Mugolando e grugnendo leccò a lungo e piacevolmente la mia bruna roseola, alesandomi con un dito, poi con due intinti nelle mie cospicue secrezioni vaginali.
– Non vorrai mica….? No per favore……
– Ma a dire il vero mi sembra di capire che il tuo culo sia allenato.
In effetti avevo per un certo periodo utilizzato dei plug anali nei giochi con Max, senza arrivare al pieno rapporto anale.
– Ho paura, il tuo cazzo è così grosso!
– Finiamola. – Abbaiò spazientito. – Non atteggiarti a santarellina con me e ricordati che qui ora sei la mia troia. Il tuo primo compito è di farmi godere, puttana.
Le mie zone erogene anali erano attivate, pronte a essere violate ma ancora temevo di provare dolore. Implorai:
– Ti supplico, almeno fai piano, é troppo grosso per me.
Quando il glande di Franco, che già era appoggiato alla soglia del mio ano, iniziò la penetrazione, strillai ma poi rilassata mi apprestai a sperimentare il godimento nuovo ed esaltante.
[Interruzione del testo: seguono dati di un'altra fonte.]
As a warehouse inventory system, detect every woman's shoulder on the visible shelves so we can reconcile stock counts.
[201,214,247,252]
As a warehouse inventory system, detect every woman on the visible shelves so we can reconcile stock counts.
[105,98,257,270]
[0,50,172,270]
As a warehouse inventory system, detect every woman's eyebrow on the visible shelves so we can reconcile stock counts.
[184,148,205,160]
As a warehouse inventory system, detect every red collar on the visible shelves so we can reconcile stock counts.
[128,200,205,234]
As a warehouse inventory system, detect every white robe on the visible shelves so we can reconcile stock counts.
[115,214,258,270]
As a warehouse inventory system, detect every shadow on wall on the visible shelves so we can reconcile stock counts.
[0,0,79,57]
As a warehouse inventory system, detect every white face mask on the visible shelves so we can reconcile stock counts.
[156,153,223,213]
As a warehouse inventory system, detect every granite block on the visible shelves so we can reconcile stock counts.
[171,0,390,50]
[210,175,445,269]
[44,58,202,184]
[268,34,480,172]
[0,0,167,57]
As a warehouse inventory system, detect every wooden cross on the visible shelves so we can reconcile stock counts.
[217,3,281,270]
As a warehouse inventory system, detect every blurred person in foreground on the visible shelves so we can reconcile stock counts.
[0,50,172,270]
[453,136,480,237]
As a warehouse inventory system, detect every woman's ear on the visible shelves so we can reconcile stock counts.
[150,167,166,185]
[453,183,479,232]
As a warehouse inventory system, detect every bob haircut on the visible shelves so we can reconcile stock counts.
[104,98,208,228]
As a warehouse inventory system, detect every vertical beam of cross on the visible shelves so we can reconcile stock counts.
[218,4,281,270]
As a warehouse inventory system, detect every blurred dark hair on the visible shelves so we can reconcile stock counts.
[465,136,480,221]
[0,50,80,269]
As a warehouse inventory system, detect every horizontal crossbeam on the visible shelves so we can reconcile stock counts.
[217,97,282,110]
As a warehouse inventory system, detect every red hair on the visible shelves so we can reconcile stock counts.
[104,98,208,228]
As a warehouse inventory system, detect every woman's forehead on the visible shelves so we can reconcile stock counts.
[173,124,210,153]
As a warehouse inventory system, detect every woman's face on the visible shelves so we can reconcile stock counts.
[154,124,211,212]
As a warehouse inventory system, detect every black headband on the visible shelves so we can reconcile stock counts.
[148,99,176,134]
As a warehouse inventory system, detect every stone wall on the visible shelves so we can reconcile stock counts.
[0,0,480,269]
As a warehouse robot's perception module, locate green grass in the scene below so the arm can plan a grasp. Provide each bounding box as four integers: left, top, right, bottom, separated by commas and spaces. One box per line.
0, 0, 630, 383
– Mi piace, adesso non fermarti, vai.
Ora il cazzo nel culo mi provocava un piacere osceno ed era bella la sensazione di sentirmi dominata – io che ero solita comandare, nella vita, – da quell’uomo rozzo e volgare. Mi agitavo inarcavo la schiena e le mie splendide pere sbatacchiavano sensualmente nell’aria.
– Ancora…ancora.
Emesso infine un getto di sperma caldo nelle mie viscere, il pene perse progressivamente consistenza e venne estratto gocciolante.
Nei giorni che precedettero il ritorno di mio marito, ebbi modo di passare altri bollenti momenti con il mio amante, per piacere indubbiamente ma anche obbediente a soddisfare ogni desiderio di Franco il cui torbido, arrogante carattere tendente alla violenza temevo assai. Appena rientrato Max, con una scusa, chiesi di spostarci dal villaggio perché cominciavo a temere la pretesa piuttosto aggressiva di Franco su di me.
Dovevo riconoscere che Jenny, in fondo, aveva ragione e con mio marito le cose andarono meglio; la nostra sessualità di coppia ne trasse giovamento, risultando più spregiudicata e più giocosa. In seguito raccontai, questa storia a Max come fosse il frutto esclusivo della mia fantasia con il risultato di eccitarlo e di farsela raccontare ripetutamente. Sono curiosa di capire come reagirebbe se gli rivelassi la verità, cioè che Franco mi ha scopato culo e figa; aspetto il momento giusto per farlo. In quanto a Franco – il mio istinto non sbagliava nel ritenerlo un poco di buono – fu arrestato un paio di mesi dopo la nostra partenza per associazione a delinquere oltre a una sequenza interminabile di reati.